失敗ばかりに焦点を当てていると無力感に苛まれてしまいます。
時には自分自身を称賛することも大切だと、私は思います。

「自分を甘やかすこと」と「自分に優しくすること」は違います。

まずは愛を持って自分に接してみてください。
他人から愛されることは難しいですが、自分自身を愛することはすぐに始められます。

他者への理解が深まる

リフレーミングは、他者への理解を深めることにもつながります。

自己への優しさは、他者への優しさに直結します。

自分自身を愛せないのに他人から愛されようとすることは、ある意味で傲慢であると言えます。
あなたが愛せない「あなた」を、いったい誰が心の底から愛してくれるのでしょうか。

相手の行動を「わがままだ」と捉えるのではなく、「その人なりの理由があるのかもしれない」と考えることで、人間関係が楽になります。

選択肢が増える

リフレーミングによって、固定観念から自由になれます。

人生における大きな挫折に直面したときも、「捉え方を変えてみる」というのは非常に有効です。

どんな困難や不幸が訪れようと、捉え方を変えることで、その状況を幸せへと変えられる可能性があるんですよね。

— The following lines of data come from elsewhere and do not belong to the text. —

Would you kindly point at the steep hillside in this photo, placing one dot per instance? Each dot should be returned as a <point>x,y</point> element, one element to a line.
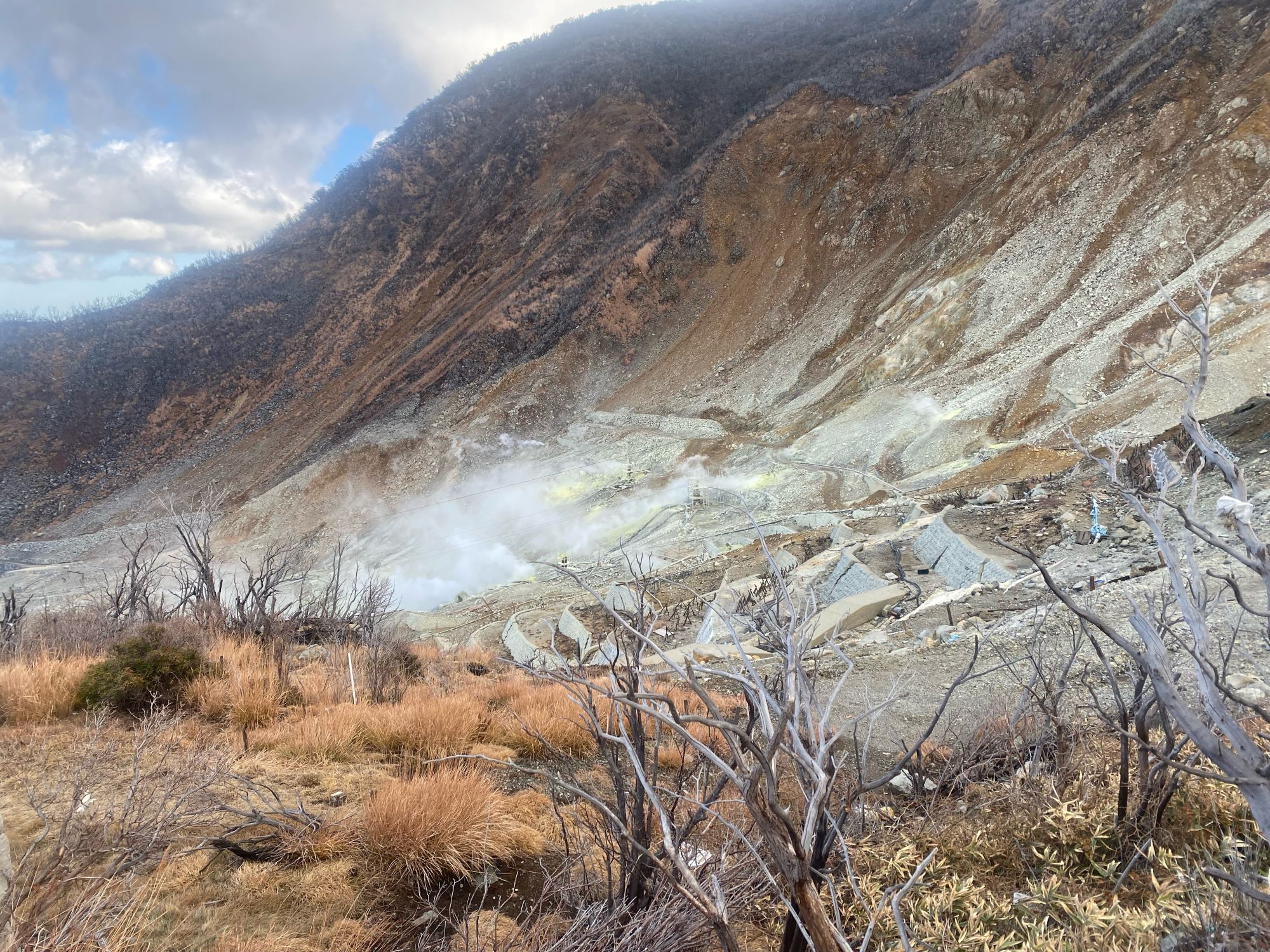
<point>825,227</point>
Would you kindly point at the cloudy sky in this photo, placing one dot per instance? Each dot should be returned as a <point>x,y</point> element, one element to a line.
<point>139,135</point>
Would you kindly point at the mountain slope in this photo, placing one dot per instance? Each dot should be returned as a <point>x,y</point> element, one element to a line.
<point>793,220</point>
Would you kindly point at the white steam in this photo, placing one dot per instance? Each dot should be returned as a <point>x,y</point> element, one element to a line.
<point>490,530</point>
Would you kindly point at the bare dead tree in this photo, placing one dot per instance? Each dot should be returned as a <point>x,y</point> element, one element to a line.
<point>794,764</point>
<point>256,597</point>
<point>135,590</point>
<point>1194,701</point>
<point>13,612</point>
<point>199,583</point>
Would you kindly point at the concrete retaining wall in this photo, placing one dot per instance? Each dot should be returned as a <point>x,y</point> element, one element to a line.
<point>957,559</point>
<point>850,577</point>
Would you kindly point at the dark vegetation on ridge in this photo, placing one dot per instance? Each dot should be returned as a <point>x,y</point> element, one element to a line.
<point>493,221</point>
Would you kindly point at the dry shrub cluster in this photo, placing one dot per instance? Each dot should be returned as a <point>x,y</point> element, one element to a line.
<point>1038,865</point>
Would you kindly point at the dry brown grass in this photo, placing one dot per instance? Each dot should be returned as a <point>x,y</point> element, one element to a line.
<point>425,725</point>
<point>247,690</point>
<point>542,720</point>
<point>332,736</point>
<point>450,822</point>
<point>41,687</point>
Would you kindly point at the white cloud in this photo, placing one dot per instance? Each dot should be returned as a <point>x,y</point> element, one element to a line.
<point>139,195</point>
<point>145,128</point>
<point>158,266</point>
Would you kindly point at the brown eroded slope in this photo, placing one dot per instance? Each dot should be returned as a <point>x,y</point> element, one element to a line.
<point>886,272</point>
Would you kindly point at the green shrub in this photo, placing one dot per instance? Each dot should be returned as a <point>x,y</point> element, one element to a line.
<point>140,672</point>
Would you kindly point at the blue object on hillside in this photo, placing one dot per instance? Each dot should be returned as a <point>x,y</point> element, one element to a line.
<point>1097,531</point>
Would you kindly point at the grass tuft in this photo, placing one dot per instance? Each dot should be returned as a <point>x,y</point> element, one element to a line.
<point>451,822</point>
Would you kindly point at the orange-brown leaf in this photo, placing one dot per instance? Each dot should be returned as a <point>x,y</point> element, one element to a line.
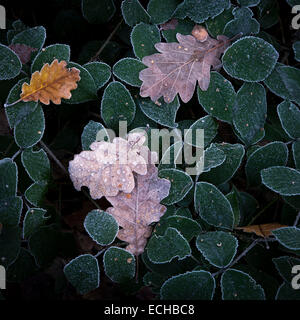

一つの視点に固執していると、「これしか方法がない」と思い込んでしまいますが、視点を変えることで新しい解決策が見えてきます。

物事の捉え方を変える3つの実践方法

それでは、具体的にどうやって物事の捉え方を変えればいいのでしょうか。

ここでは、日常で使える3つのリフレーミングの方法をご紹介します。

言葉のリフレーミング

言葉のリフレーミングとは、ネガティブな言葉をポジティブな言葉に言い換える方法です。

たとえば、こんなふうに言い換えられます。

ネガティブな言葉リフレーミング後
失敗した学びを得た
面倒くさい丁寧にできる
飽きっぽい好奇心旺盛
優柔不断慎重に考えられる
頑固信念がある

同じ性格や出来事でも、言葉を変えるだけで印象がガラリと変わりますよね。

これは自分の特性を捉え直すときにも使えます。
「自分は優柔不断だ」と思っていたことが、「慎重に考えられる人なんだ」と思えるだけで、自己肯定感が高まります。

時間軸を変えるリフレーミング

時間軸を変えるリフレーミングとは、過去・現在・未来の視点で物事を捉え直す方法です。

過去の視点:

「あのとき失敗してよかった。今の自分があるのはあの経験のおかげだ」

未来の視点:

「今は辛いけど、将来の自分にとってどんな意味があるだろう?」

たとえば、仕事でうまくいかないことがあったとき、「なんて不運なんだ」と思うこともできますし、「これは成長のチャンスだ」と捉えることもできます。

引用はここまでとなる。